Horne, who’s running for state attorney general, was tipped off by a 2004 report from the paper and CNN. In May Horne’s office decided to sue the Ajo Unified School District for $1.2 million for educating a whopping 105 students since 2007–except more than half of that batch actually were legal residents of Arizona. The town’s school district has been unable to confirm the home addresses for a couple dozen other students, and offered to settle the matter for $300,000, which the Arizona Department of Education has declined.

The Arizona Republic reports that the issue is not about illegal immigration but about residence; Arizona law makes room for undocumented children to attend school, as long as they live in the state. But legal fine print aside, the border debate is always centered around what rights people are allowed to claim–or have swiped away from them at the whim of opportunistic political candidates–depending on where they happen to have been born, and which side of the border they happen to be standing on when new walls are erected and laws announced.

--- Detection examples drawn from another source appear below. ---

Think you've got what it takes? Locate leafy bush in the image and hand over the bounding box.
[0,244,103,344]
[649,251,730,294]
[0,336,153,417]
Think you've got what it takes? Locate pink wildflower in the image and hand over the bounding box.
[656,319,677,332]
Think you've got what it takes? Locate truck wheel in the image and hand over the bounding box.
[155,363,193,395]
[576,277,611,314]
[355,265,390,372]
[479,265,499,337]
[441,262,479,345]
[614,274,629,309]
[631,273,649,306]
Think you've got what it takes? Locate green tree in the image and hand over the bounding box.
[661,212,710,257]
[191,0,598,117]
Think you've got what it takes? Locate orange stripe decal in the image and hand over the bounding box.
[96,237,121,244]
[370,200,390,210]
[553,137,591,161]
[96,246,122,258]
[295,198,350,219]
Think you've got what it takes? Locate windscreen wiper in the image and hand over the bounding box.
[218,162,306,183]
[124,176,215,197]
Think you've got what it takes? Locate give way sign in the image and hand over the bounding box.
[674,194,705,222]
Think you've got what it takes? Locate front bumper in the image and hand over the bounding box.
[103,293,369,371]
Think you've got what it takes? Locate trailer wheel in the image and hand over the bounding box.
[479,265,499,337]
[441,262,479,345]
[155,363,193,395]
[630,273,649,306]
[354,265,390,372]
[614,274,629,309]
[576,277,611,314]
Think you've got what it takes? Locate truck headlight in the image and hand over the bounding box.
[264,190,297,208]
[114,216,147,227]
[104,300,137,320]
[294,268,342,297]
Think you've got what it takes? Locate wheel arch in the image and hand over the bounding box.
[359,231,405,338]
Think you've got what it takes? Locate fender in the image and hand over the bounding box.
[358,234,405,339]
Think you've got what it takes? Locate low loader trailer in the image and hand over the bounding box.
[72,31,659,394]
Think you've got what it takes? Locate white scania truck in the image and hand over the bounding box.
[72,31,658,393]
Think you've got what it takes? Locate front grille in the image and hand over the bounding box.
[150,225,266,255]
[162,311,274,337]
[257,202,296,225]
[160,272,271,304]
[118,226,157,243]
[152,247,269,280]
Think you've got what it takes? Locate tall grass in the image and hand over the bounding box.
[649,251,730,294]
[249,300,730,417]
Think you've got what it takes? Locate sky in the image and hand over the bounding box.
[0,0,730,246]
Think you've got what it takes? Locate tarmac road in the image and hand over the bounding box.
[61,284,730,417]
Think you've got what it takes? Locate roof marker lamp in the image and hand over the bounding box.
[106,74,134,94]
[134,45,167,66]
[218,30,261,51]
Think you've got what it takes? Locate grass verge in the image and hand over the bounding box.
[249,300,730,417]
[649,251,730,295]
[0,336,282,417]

Horne made headlines earlier this year for pushing HB 2281, the new state law that bans ethnic studies in Arizona. He took to the airwaves and called ethnic studies courses in Arizona divisive; according to Horne they pushed a separatist, radical agenda that promoted "ethnic chauvinism." That new policy, signed into law by Gov. Jan Brewer (who’s got a primary of her own coming up tomorrow) is set to go into effect on December 31.